Dès lors, l’appel des ministres à participer au meeting d’Emmanuel Macron ce samedi semble aller à contre-courant de ce cadre fixé par un simple communiqué. Contacté pendant 20 minutes, le KPPU se tait et ne veut pas confirmer la violation des règles, même s’il a été préalablement lâché par la presse. Cela montre simplement qu’il est « très demandé » pour cette utilisation.

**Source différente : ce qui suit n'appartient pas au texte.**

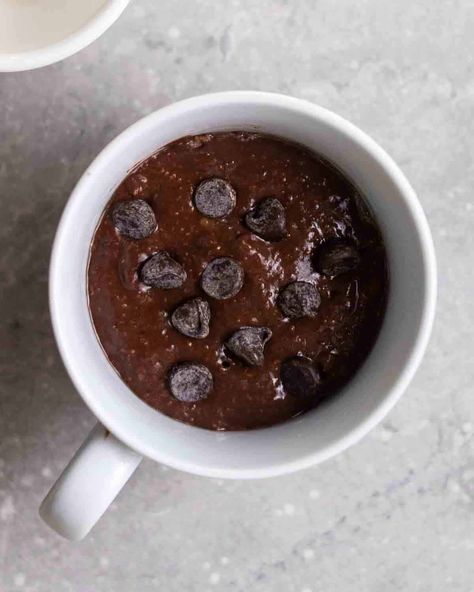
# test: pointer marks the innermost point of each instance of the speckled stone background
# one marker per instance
(396, 512)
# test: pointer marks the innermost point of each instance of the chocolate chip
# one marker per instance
(162, 271)
(192, 318)
(300, 377)
(215, 198)
(299, 299)
(190, 382)
(134, 218)
(222, 278)
(336, 256)
(267, 219)
(248, 344)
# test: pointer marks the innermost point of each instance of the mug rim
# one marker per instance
(71, 44)
(416, 348)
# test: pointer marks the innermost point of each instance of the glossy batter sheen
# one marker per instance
(132, 322)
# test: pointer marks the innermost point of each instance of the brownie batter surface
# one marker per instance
(132, 321)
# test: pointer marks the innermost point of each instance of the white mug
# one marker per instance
(130, 429)
(37, 33)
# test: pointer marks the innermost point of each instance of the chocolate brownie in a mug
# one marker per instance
(236, 280)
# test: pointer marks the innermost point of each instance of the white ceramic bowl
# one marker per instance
(85, 34)
(298, 443)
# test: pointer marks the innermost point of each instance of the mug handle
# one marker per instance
(89, 484)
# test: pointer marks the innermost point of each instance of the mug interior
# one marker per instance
(337, 423)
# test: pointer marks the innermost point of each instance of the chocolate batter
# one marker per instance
(323, 237)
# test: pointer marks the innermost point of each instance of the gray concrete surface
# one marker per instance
(396, 512)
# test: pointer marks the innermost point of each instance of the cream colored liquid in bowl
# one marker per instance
(32, 24)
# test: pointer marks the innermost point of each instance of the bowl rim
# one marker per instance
(60, 50)
(416, 349)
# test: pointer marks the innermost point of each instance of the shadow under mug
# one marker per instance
(128, 428)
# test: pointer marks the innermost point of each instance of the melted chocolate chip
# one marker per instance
(299, 299)
(162, 271)
(336, 256)
(190, 382)
(134, 218)
(248, 344)
(192, 318)
(267, 219)
(215, 198)
(222, 278)
(300, 377)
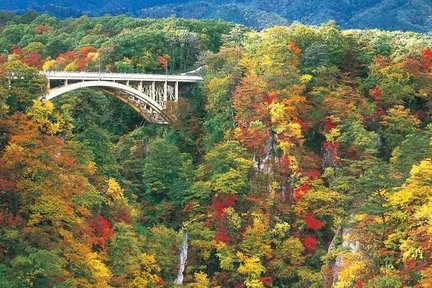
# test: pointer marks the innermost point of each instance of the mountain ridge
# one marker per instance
(413, 15)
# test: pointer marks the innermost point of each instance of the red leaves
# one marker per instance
(359, 283)
(329, 124)
(299, 192)
(222, 235)
(220, 204)
(376, 93)
(427, 58)
(102, 229)
(267, 281)
(32, 59)
(294, 48)
(6, 185)
(310, 243)
(16, 50)
(312, 222)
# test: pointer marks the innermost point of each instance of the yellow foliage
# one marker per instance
(250, 266)
(200, 281)
(353, 267)
(144, 271)
(48, 65)
(115, 192)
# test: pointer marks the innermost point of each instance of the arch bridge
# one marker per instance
(148, 94)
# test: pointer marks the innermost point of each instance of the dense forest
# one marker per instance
(304, 159)
(402, 15)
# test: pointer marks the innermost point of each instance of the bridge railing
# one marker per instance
(120, 76)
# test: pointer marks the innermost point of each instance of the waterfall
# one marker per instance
(182, 259)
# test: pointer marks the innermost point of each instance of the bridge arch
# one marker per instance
(148, 108)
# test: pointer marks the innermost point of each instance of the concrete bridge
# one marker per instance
(148, 94)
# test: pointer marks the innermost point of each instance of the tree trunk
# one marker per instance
(182, 259)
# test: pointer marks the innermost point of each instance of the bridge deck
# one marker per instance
(95, 76)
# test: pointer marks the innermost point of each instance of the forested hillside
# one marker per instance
(304, 159)
(381, 14)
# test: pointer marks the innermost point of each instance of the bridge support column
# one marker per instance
(165, 92)
(153, 91)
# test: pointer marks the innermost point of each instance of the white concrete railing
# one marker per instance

Emmanuel Macron rappelé à l’ordre

Cependant, il existe un précédent. Le 7 mars, la CNCCEP a convoqué le candidat Emmanuel Macron pour passer commande. Le chef de l’Etat a été « invité » à ne pas utiliser son compte officiel (8 millions d’abonnés) pour faire passer des messages sur la campagne, comme sa lettre à la France. Il a été contraint de supprimer ce tweet. Son camp a par la suite dénoncé des règles injustes : certains rivaux, comme la candidate LR Valérie Pécresse (450 000 followers sur Twitter), également présidente de la région Ile-de-France, ou la socialiste Anne Hidalgo, maire de Paris (1,5 million d’abonnés), continuent de utiliser des comptes ordinaires.
Un cas illustre bien la démarcation fine et parfois difficile entre campagne et action ministérielle, rappelle Bruno Daugeron. Amélie de Montchalin, ministre de la Fonction publique, et Olivier Dussopt, ministre délégué chargé des Comptes publics, ont tenu une conférence de presse sur le recours aux cabinets de conseil, suite à la polémique McKinsey. « Nous sommes dans une zone grise, car il n’est absolument pas légal pour Amélie de Montchalin de prendre la parole pour expliquer comment fonctionne cette reprise dans l’Etat. Le problème, c’est que dans sa conférence de presse, il fait allusion à la campagne électorale et sa position à cet égard n’est pas neutre. »
Si des conflits naissent de la tenue de cette conférence de presse, « il appartient au Conseil constitutionnel, qui est le juge des élections, de voir, d’apprécier quel type de conférence de presse ce type de conférence de presse peut avoir sur le déroulement du scrutin », a conclu Bruno Daugeron.